# Rock Shox Reverb defekt / sackt ab. Radon Slide



## swindle (29. November 2016)

Hallo,

ich weiß jetzt nicht ob das hier das richtige Forum ist, daher bitte verschieben falls nicht richtig.

Ein Freund von mir hat ein Radon Slide Carbon 160 von 2014. In diesem Slide ist eine Reverb verbaut. Leider sackt die Stütze um 5-8 mm ab wenn man sich draufsetzt. Er hatte den gleichen Fall bereits ca. im April. Dort wurde vom Megastore Servicecenter die Stütze kostenlos gegen eine neue ausgetauscht. Somit sollte doch die Gewährleistung auf die Stütze erneuert worden sein? Sprich, wenn die Stütze nun wieder defekt ist sollte diese doch von Radon bzw. RockShox auf eigene Kosten repariert werden müssen?

Die Aussage des Megastoremitarbeiters dazu ist die folgende:

_Hallo Herr XXX,

die kulanterweise von Rock Shox ausgelieferte neue Stütze erweitert nicht die Gewährleistung auf weitere zwei Jahre sondern die Gewährleistung gilt nach wie vor 2 Jahre ab Kauf des Bikes. 


Mit freundlichen Grüßen
H&S Bike-Discount GmbH
_
Das war auch die Antwort darauf als der Freund nach der Rechnung bzw. eine Reparaturbestätigung im Zusammenhang der Gewährleistungsverlängerung gefragt hat.

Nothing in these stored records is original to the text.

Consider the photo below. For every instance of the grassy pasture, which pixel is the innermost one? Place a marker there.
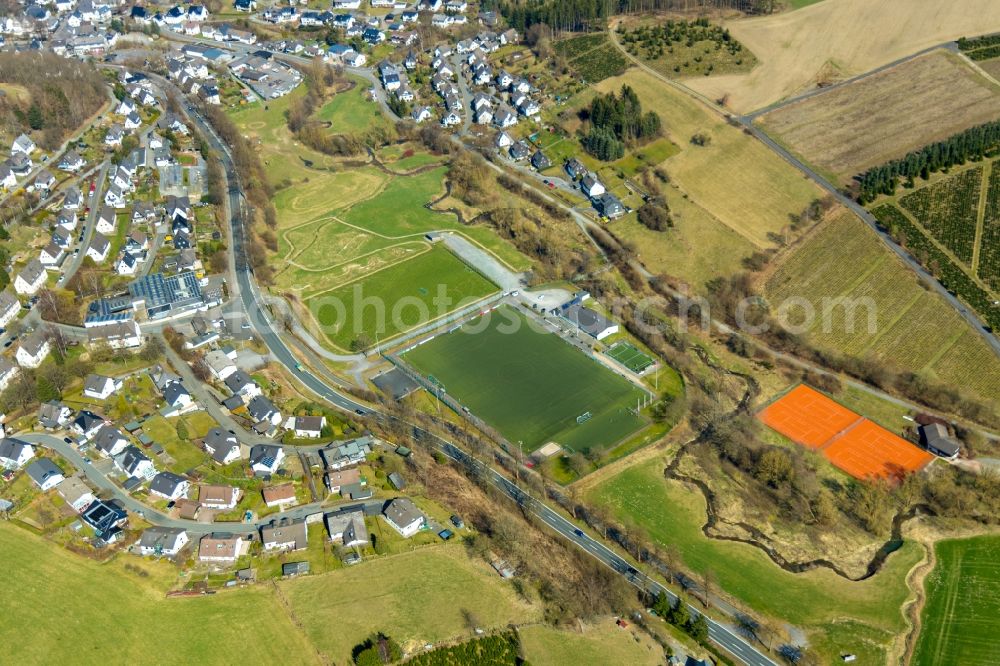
(398, 211)
(914, 328)
(817, 601)
(734, 178)
(284, 158)
(352, 111)
(961, 619)
(596, 645)
(178, 631)
(530, 385)
(408, 293)
(820, 43)
(326, 192)
(415, 597)
(850, 128)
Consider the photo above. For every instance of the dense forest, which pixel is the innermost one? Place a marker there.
(577, 15)
(972, 144)
(48, 96)
(617, 120)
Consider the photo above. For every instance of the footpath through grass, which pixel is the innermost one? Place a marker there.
(531, 386)
(961, 621)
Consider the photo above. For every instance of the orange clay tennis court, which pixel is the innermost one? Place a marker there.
(856, 445)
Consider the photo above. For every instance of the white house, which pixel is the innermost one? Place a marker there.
(219, 497)
(177, 396)
(125, 107)
(7, 178)
(163, 541)
(221, 547)
(279, 496)
(170, 486)
(45, 473)
(135, 463)
(51, 255)
(115, 196)
(76, 493)
(33, 350)
(100, 387)
(309, 427)
(99, 247)
(67, 219)
(266, 458)
(31, 278)
(107, 439)
(106, 220)
(591, 186)
(219, 364)
(14, 453)
(72, 162)
(9, 307)
(421, 113)
(127, 264)
(114, 136)
(403, 516)
(347, 527)
(284, 535)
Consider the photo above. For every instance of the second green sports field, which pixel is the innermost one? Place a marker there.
(531, 386)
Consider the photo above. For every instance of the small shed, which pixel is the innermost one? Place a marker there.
(397, 481)
(294, 568)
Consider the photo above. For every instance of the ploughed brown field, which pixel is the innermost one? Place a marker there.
(853, 127)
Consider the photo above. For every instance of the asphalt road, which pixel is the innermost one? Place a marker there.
(100, 481)
(246, 291)
(747, 122)
(719, 633)
(89, 222)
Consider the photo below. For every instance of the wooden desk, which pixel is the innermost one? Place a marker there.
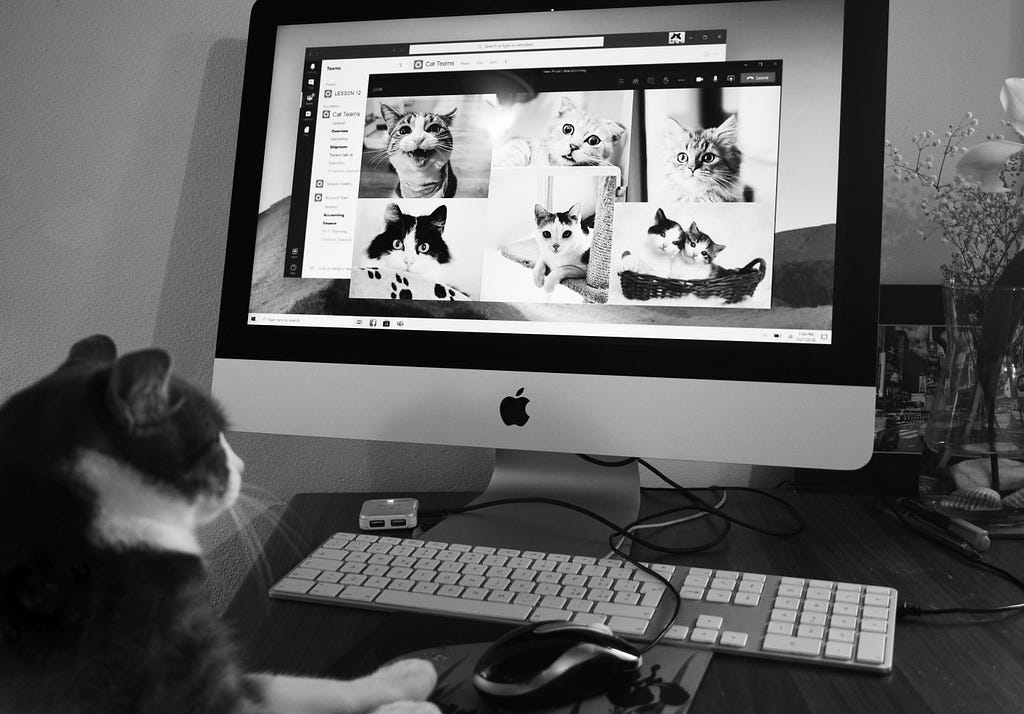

Hat der Freund jetzt Pech gehabt, oder ist die Aussage des Bike-Discount MA nicht korrekt?

Ich selbst hatte an meinem eigenen Bike auch schon den Fall das die Sattelstütze nicht mehr richtig funktionierte, hier hat der Händler (local) aber problemlos die Stütze getauscht bzw. eingesendet.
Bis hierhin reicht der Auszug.